By Wendy Lim, 3 minute read
I can give a very academic answer as a yoga teacher that goes into the history and philosophy of yoga, and how it has evolved over the last 2000+ years but I think that is too abstract and hard to comprehend in just one article. Instead, I want to give my perspective and understanding from years of practising yoga, which I think is more relevant to you.
PHILOSOPY VS PRACTISE
Yoga is a life philosophy, a way of living and acting in the world. But more than anything, Yoga is about action, it is a practise, it involves doing, making effort and surrendering control. Yoga is something that can only be truly understood through practising and experiencing it, rather then talking about it or watching someone practise yoga. It is like the difference between thinking about swimming versus actually swimming.
THINKING VS DOING
We can speculate about what it takes to swim, go into the biomechanics of doing different strokes, think of the best way to breath and figure out the right gear to wear. But it doesn’t compare to feeling the water against your skin, learning how to float, working out when to breath or kick, and getting past the fear of drowning. Everyone’s experience of swimming will be different, and you don’t fully understand it until you have made the effort to dive in.
THE STRUGGLE IS REAL
Like any skill, it takes time to develop the techniques that work for you, and you cannot expect to master the practice straight away. Some people have the right temperament and just have the knack. But most of us struggle because our minds are easily agitated when we discover resistance, such as when it feels too hard or uncomfortable. It reveals inadequacies which we don’t want to face - or are not ready to face.
THE INTERNAL BATTLE
Yoga is about learning to find comfort in uncomfortable situations. Learning to breath in those situations. Exactly how we find ourselves in life - in a constant battle with ourselves and the world around us. It isn’t about forcing our bodies to conform into challenging positions or getting physically fit. Although if that is your goal, then that is fine too. But there is so much more to explore and discover through practising.
BUT WHAT DOES IT MEAN?
Yoga to me, when distilled down means:
Being in the present moment. Not thinking about the past or future. Experiencing the present moment in high definition. I think something similar happens when we are completely focused on our work, completely absorbed in the task we are doing, when we are in a “flow” state.
WHAT DOES IT FEEL LIKE?
So it’s a practise, to get into a state of “being completely present”. Think about how often you are wrapped up in your thoughts. It might be new, and strange to experience being present for the first time.

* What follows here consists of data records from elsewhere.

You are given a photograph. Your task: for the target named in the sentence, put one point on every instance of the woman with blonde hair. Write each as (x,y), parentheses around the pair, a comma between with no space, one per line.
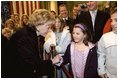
(24,58)
(24,20)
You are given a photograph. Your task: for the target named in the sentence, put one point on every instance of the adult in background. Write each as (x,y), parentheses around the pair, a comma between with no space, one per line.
(107,51)
(24,53)
(94,19)
(63,13)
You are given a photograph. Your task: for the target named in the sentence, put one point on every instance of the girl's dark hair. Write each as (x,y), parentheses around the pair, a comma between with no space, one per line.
(84,29)
(62,24)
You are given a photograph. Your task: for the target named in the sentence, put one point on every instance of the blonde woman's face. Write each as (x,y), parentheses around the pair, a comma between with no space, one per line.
(78,35)
(114,22)
(57,24)
(10,25)
(43,29)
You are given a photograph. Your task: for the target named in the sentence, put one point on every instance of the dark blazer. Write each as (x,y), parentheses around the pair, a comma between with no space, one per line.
(24,56)
(91,63)
(100,21)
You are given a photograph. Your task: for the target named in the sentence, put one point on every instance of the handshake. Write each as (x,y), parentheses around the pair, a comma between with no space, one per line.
(56,58)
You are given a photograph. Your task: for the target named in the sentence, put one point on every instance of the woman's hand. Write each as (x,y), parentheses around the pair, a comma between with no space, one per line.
(56,59)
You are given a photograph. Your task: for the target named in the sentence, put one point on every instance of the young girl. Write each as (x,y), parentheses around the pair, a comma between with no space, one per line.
(81,54)
(60,37)
(107,51)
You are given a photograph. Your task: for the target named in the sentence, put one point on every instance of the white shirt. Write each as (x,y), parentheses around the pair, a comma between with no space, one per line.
(93,16)
(107,53)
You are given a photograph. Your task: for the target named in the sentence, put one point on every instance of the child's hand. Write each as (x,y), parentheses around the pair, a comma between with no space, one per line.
(56,59)
(104,76)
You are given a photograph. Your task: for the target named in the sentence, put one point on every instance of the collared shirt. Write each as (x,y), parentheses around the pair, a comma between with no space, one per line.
(93,16)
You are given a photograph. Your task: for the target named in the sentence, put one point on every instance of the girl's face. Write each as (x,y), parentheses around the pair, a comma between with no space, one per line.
(57,24)
(114,22)
(43,29)
(78,35)
(10,25)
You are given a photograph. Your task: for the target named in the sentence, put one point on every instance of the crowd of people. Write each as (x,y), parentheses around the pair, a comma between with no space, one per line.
(86,44)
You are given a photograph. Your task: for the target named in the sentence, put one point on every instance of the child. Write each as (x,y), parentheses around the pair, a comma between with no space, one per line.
(81,54)
(60,37)
(107,51)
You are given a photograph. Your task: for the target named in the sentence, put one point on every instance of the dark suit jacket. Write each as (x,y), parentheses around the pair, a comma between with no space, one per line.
(90,70)
(100,21)
(23,58)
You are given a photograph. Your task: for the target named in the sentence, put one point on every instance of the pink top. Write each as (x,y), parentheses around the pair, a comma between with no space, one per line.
(78,60)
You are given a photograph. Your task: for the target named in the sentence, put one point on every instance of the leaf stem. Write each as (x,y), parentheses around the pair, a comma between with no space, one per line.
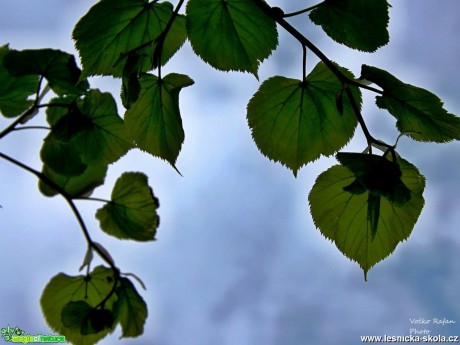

Another moment that feels like ‘Yoga’ to me, is when I’m out in nature and just in awe of the landscape in front of me. The first time seeing the scale of The Grand Canyon, Uluru or seeing the stars from Mauna Kea. Those moments when I feel so small and insignificant, those are freeing to me.
Yoga is both a practise (a conscious choice of acting), and a mental state of being. The journey and the destination.
I like to think of yoga and life more like music. It’s about enjoying every single note, every high, low, slow, fast beat and then stepping back and appreciating the whole musical piece.
Practising yoga helps me do this. This is why I practise.